Last night I was at a dinner at which people were discussing the future of conservatism. I had the temerity—I think some people were quite glad—to mention Edmund Burke. I do not have the whole quotation at hand, but he wrote very clearly about the fact that there are no discoveries to be made. We have already understood, as he put it, what is a proper kind of freedom. That compares with Thomas Paine’s “Rights of Man”, which was an entirely abstract and in the event utterly destructive approach, adopted, as it happens, by the French revolutionaries with dreadful consequences.
Our rights and freedoms are based on practical experience, not on theory, so some of us get a little amused, if not bored, by people who make certain assertions about those of us who are interested in having referendums or, for that matter, insisting on the sovereignty of the United Kingdom Parliament when all we are doing is seeking to ensure that the rights that are conferred on the British people and the legislation that is passed are consistent with what the British people in general elections, rather than coalition agreements, have actually agreed to do. That is my template: if I have made a promise to my constituents, I intend to stick to it. I also think that it is good for our democracy that people should be able to accept that the promises made in general elections are carried through.
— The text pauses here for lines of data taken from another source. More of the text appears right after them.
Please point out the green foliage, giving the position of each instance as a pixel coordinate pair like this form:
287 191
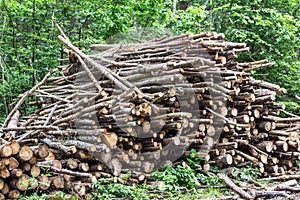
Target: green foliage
58 195
104 189
177 178
292 107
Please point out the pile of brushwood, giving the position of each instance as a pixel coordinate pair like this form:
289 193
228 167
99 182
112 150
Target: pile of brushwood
133 108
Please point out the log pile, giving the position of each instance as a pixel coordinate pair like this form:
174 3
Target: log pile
132 108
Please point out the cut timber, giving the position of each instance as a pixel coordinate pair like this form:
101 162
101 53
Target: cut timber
25 153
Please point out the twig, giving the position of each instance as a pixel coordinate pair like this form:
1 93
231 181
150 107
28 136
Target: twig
27 94
234 187
50 115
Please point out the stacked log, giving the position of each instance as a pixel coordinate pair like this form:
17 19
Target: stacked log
134 107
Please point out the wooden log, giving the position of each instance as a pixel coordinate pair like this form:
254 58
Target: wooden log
25 154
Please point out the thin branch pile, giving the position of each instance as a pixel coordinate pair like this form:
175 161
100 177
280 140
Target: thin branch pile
132 108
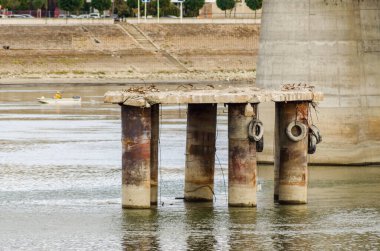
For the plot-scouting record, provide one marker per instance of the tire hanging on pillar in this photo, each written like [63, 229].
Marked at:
[291, 147]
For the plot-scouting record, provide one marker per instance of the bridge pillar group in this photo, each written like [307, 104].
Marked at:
[242, 168]
[136, 158]
[291, 146]
[200, 152]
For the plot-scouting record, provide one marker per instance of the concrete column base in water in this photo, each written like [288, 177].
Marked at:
[155, 122]
[291, 174]
[200, 152]
[242, 168]
[136, 162]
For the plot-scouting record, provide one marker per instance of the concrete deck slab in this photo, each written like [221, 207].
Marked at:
[147, 96]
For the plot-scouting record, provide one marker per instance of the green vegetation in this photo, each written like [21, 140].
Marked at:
[70, 5]
[225, 5]
[10, 4]
[38, 4]
[192, 7]
[101, 5]
[254, 4]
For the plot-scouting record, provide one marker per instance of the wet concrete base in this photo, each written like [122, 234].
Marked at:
[135, 196]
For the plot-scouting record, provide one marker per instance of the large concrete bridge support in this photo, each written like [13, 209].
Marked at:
[291, 174]
[242, 167]
[200, 152]
[136, 147]
[335, 46]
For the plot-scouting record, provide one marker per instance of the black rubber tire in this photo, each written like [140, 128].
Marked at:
[260, 145]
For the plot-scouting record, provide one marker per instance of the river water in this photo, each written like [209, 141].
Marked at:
[60, 179]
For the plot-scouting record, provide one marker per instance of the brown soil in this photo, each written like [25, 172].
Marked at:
[208, 51]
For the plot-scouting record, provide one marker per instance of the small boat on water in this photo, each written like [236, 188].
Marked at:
[64, 101]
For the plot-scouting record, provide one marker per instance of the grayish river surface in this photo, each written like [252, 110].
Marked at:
[60, 178]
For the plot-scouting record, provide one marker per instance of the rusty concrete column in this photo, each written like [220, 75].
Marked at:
[200, 152]
[155, 121]
[276, 151]
[242, 168]
[136, 134]
[291, 154]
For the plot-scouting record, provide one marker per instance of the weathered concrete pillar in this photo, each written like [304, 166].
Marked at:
[291, 154]
[155, 122]
[242, 166]
[277, 148]
[200, 152]
[136, 134]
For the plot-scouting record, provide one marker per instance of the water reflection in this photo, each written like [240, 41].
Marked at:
[139, 228]
[242, 228]
[60, 189]
[287, 221]
[200, 222]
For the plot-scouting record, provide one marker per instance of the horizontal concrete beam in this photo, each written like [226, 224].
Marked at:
[145, 97]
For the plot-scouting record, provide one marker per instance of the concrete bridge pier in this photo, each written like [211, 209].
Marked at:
[200, 152]
[291, 146]
[242, 168]
[155, 124]
[136, 158]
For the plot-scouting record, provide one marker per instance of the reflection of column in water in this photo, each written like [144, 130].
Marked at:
[200, 226]
[289, 226]
[139, 229]
[242, 223]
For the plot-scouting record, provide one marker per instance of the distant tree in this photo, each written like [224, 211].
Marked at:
[25, 5]
[192, 7]
[10, 4]
[254, 4]
[85, 7]
[121, 8]
[70, 5]
[38, 4]
[101, 5]
[225, 5]
[133, 3]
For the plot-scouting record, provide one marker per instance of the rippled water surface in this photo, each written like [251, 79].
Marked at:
[60, 178]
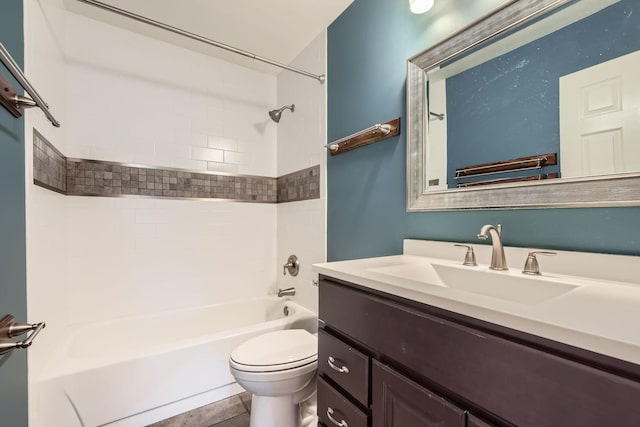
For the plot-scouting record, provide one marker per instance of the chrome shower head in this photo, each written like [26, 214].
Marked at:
[276, 114]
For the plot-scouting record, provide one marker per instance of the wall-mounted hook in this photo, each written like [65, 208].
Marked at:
[9, 328]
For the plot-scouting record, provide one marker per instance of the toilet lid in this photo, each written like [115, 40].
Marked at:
[291, 347]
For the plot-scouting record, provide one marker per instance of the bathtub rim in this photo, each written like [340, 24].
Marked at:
[61, 364]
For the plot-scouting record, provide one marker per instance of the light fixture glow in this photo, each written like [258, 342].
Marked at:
[420, 6]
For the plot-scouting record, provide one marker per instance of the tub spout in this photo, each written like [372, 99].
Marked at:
[286, 292]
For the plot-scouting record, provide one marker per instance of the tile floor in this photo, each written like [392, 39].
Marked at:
[230, 412]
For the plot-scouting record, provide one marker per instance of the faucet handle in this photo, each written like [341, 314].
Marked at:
[531, 265]
[470, 256]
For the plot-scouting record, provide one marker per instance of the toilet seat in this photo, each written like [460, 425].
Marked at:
[276, 351]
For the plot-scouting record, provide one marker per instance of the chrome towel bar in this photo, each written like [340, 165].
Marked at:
[9, 328]
[375, 133]
[21, 101]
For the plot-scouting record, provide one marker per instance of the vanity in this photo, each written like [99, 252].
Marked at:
[404, 343]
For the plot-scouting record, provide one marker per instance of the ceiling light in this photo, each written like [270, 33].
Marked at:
[420, 6]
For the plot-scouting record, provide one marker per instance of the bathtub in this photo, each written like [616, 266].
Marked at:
[134, 371]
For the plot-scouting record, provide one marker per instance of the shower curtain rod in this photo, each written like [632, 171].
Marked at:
[321, 78]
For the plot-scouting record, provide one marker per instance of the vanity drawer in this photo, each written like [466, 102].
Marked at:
[520, 384]
[345, 365]
[334, 408]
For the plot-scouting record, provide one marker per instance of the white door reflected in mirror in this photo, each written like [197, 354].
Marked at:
[600, 119]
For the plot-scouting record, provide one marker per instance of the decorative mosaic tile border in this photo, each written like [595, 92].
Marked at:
[49, 165]
[81, 177]
[97, 178]
[301, 185]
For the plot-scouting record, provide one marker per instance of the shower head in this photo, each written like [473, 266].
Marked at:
[276, 114]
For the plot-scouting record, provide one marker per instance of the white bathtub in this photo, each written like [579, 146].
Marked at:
[134, 371]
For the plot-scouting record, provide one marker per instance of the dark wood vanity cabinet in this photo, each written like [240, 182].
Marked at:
[399, 363]
[400, 402]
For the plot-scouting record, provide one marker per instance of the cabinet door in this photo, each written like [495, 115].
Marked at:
[399, 402]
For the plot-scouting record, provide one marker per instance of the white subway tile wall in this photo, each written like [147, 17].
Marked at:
[127, 98]
[301, 137]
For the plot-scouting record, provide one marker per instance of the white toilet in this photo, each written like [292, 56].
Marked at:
[278, 369]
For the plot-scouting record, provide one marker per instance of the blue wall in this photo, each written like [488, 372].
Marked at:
[368, 46]
[13, 368]
[509, 104]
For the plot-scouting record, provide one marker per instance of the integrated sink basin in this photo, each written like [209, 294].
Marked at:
[505, 285]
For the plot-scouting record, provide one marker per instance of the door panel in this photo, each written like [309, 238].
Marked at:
[399, 402]
[13, 367]
[599, 119]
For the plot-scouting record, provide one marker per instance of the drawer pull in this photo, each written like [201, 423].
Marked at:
[341, 423]
[342, 370]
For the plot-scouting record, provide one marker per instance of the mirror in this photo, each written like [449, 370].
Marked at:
[506, 117]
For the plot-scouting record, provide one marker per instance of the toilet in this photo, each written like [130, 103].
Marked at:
[279, 370]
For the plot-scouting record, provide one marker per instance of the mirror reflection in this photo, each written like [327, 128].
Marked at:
[550, 101]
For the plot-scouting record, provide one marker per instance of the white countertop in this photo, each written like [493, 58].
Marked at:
[601, 314]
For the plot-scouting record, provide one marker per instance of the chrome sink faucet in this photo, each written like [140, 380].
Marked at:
[498, 260]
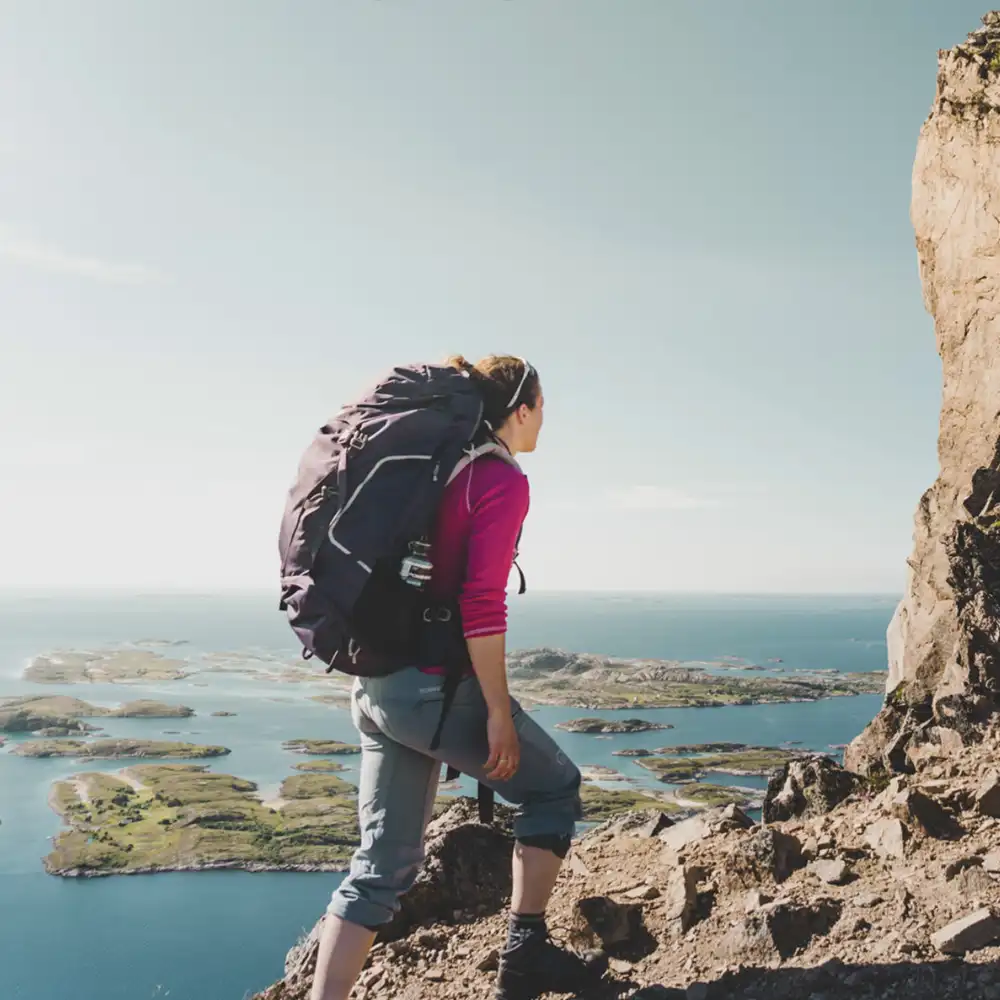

I do not want in any way to prejudge, and I do not think that I have said a word today to prejudge, what the Bill of Rights will contain or what the new commission that has been set up will come up with, but I have taken this opportunity, at very short notice, to try to set out, very simply, the principles on which that entire judgment must be made. First, foremost and exclusively, not partially, it must be based on the Bill of Rights being supreme in terms of the law applied to the people of this country through our courts and notwithstanding any other legal systems or legal requirements, whether emanating from the European Community, the European convention on human rights, the European Union or any other source. That must be the case if the Bill of Rights is to mean anything. We are not an island in the sense that we are exclusively unaffected by other parts of the world, but we do have the right to determine our own jurisdiction and the right to determine it through this Parliament. Because we are elected by the voters of this country, we can insist that the Bill of Rights is indigenous to this country and not dependent on some other hierarchy of law.